Different analytical techniques can test authenticity and detect adulterations of food ingredients, f.i. measurement ratios of stable isotopes (mostly ¹³C/¹²C), spectroscopic, chromatographic, molecular biological, and electrochemical methods. Molecular biological methods such as real-time PCR have been used to identify and quantify food, for example meat species (Laube et al., 2007, Montowska et al., 2015). A broad variety of analytical methods tried to authenticate honey (for a review see (Trifkovic, Andric, Ristivojevic, Guzelmeric, & Yesilada, 2017)). However, some methods are not suitable for processed food, because processing especially thermal treatment leads to a change in the structure and properties of the targeted analytes. For instance, DNA can undergo heat denaturation and therefore a standard PCR analysis that produces copies of DNA fragments is likely to over- or underestimate the targeted molecular species. Processing also introduces new structures into food, a problem for metabolomics analytical strategies.

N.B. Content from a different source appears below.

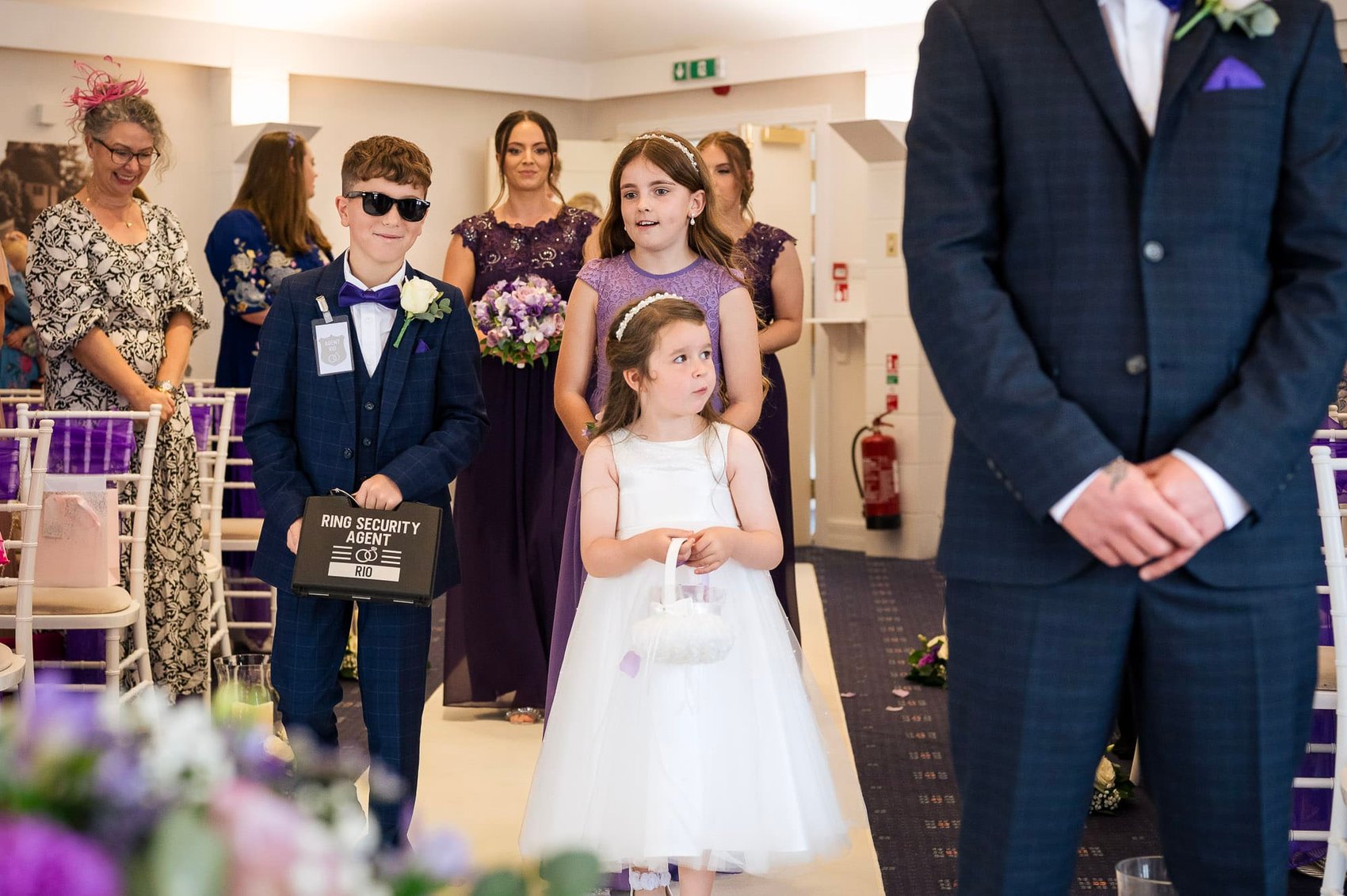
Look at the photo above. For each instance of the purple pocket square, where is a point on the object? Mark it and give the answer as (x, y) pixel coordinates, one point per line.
(1233, 74)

The recent developments in proteomics and mass spectrometry (MS) offer new opportunities for the authentication of food ingredients due to the fast and easy sample preparation, high throughput processing, the incorporation of post-translational and processing-dependent modifications and quantification of analytes. Processing also effects the protein structure and properties, but a well-defined proteomics strategy can analyze processed products, when it utilizes thermal stable parts/fragments of the targeted protein during the analysis. MS-based protein biomarkers have successfully been used to differentiate and authenticate ingredients and food additives (Garcia-Canas et al., 2012, Huschek et al., 2016, Orduna et al., 2015, Primrose et al., 2010). For example, for meat species and meat products, an authentication based on a peptide biomarker analysis protocol has recently been published (Montowska et al., 2015). Similarly, for cereal-based baked products, an analytical method for the differentiation of cereals species has been developed (Bönick, Huschek, & Rawel, 2017).

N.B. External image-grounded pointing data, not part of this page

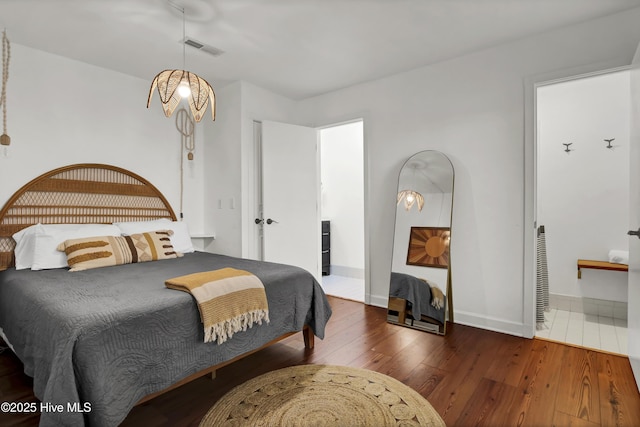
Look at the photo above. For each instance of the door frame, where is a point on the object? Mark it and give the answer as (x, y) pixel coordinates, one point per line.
(251, 160)
(531, 85)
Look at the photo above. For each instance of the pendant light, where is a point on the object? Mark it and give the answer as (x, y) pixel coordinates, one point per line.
(174, 85)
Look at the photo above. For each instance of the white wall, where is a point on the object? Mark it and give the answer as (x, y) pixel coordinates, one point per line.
(230, 164)
(472, 109)
(583, 195)
(61, 112)
(342, 195)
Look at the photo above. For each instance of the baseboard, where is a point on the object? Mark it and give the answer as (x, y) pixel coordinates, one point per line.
(344, 271)
(488, 323)
(379, 300)
(593, 306)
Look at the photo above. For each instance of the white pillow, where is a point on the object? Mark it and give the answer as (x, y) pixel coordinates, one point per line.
(25, 246)
(181, 239)
(49, 236)
(137, 227)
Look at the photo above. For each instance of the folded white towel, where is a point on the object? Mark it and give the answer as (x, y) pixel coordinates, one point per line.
(619, 257)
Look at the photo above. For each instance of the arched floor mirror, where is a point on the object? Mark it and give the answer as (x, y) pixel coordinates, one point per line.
(420, 293)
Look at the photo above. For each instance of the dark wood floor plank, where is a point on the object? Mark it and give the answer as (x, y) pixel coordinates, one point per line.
(470, 376)
(581, 391)
(538, 385)
(490, 400)
(618, 391)
(510, 361)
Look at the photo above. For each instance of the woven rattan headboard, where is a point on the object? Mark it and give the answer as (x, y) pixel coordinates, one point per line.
(80, 194)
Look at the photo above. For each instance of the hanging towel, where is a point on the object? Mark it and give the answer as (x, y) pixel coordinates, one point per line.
(542, 280)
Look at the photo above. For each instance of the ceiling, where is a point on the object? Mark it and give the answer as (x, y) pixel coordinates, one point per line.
(297, 48)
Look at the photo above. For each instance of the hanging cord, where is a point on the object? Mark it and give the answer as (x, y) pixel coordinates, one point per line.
(6, 55)
(186, 127)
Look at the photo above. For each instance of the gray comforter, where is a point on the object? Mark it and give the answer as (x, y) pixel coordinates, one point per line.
(113, 335)
(418, 293)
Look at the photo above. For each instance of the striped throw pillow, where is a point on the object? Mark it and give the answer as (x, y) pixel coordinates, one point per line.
(104, 251)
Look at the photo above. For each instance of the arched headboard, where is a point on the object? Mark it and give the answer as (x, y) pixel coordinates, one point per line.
(86, 193)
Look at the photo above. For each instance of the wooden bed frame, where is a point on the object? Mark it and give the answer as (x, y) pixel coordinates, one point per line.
(91, 193)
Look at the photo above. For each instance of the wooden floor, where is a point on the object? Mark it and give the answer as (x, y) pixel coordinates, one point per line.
(471, 376)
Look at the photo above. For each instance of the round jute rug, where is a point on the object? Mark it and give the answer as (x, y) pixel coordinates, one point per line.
(321, 395)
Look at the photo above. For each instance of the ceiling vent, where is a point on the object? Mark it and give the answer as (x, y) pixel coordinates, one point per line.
(203, 47)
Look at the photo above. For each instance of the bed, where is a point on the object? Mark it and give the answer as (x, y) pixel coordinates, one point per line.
(412, 298)
(115, 336)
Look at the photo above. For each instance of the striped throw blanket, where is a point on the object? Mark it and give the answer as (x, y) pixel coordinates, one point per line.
(229, 300)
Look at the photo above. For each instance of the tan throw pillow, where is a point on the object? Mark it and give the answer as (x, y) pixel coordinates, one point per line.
(103, 251)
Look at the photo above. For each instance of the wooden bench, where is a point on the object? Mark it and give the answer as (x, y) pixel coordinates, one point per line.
(600, 265)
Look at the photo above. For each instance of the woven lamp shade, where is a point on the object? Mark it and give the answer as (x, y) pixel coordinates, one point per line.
(167, 83)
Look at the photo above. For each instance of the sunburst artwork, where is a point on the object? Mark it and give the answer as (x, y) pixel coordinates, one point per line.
(429, 247)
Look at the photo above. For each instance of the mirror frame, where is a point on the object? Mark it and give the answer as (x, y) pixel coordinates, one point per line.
(423, 234)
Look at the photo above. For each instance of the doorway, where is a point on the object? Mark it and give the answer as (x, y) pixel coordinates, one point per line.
(582, 201)
(342, 209)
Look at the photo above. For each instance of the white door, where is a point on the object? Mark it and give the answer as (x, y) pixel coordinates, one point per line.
(634, 219)
(290, 196)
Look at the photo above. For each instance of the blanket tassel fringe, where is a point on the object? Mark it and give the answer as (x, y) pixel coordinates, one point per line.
(222, 331)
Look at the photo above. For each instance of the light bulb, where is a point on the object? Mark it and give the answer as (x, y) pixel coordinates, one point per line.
(183, 89)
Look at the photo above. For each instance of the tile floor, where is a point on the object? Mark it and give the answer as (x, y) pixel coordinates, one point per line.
(343, 287)
(586, 330)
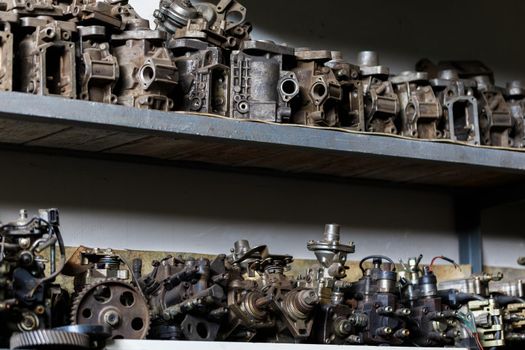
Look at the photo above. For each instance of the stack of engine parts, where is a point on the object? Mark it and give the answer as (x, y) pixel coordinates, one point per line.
(247, 295)
(201, 59)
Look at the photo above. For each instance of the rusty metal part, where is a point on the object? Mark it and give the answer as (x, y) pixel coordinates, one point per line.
(50, 339)
(94, 265)
(203, 77)
(332, 324)
(47, 57)
(463, 69)
(7, 20)
(248, 312)
(187, 297)
(421, 111)
(33, 8)
(495, 118)
(331, 255)
(475, 284)
(28, 298)
(514, 319)
(114, 303)
(460, 106)
(292, 306)
(148, 75)
(320, 93)
(381, 103)
(98, 68)
(379, 317)
(351, 109)
(260, 87)
(432, 322)
(509, 288)
(221, 25)
(93, 12)
(489, 321)
(515, 96)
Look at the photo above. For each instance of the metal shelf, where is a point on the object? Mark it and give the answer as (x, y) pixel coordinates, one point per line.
(38, 122)
(193, 345)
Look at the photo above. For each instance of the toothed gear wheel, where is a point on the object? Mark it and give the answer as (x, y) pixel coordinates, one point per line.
(49, 339)
(114, 303)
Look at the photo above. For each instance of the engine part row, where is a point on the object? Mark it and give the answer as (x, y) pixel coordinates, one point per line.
(200, 58)
(247, 295)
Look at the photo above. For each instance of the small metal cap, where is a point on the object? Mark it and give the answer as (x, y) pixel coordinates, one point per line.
(332, 232)
(515, 88)
(448, 74)
(368, 59)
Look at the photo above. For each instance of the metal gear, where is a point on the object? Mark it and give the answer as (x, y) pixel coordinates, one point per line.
(49, 339)
(114, 303)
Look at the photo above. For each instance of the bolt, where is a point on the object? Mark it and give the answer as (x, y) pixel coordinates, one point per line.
(345, 327)
(112, 318)
(24, 243)
(39, 310)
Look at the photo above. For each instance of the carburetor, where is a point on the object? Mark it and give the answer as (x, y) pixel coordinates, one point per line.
(511, 296)
(106, 295)
(187, 297)
(351, 109)
(248, 317)
(275, 308)
(432, 322)
(7, 21)
(47, 57)
(28, 298)
(203, 77)
(332, 318)
(148, 75)
(261, 86)
(222, 25)
(320, 93)
(495, 118)
(98, 68)
(381, 102)
(459, 106)
(379, 317)
(515, 96)
(421, 112)
(481, 307)
(292, 306)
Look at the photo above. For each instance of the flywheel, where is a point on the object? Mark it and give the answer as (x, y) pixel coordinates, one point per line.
(114, 303)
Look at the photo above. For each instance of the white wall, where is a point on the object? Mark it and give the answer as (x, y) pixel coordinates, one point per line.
(402, 31)
(504, 235)
(133, 206)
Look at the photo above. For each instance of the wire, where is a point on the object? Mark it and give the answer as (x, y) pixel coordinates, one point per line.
(432, 263)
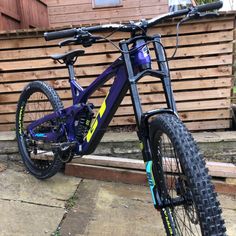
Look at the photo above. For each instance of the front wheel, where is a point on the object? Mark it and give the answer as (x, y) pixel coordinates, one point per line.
(182, 181)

We add to this field of authentication in proteomics by focusing on the market for plant-based protein–rich processed foods that should be free of meat and/or honey (for vegan products). We developed a targeted-proteomics LC/MS/MS multi-parameter method that can simultaneously detect the presence/absence of garden pea, meat and honey in processed plant-based products and quantify these ingredients. Another novelty aspect addressed is the new biomarkers for these food ingredients that were derived by employing an innovative rapid identification of potential species-selective biomarkers from trypsin-digested proteins using high-resolution mass spectrometry (HRMS) in combination with bioinformatics tools.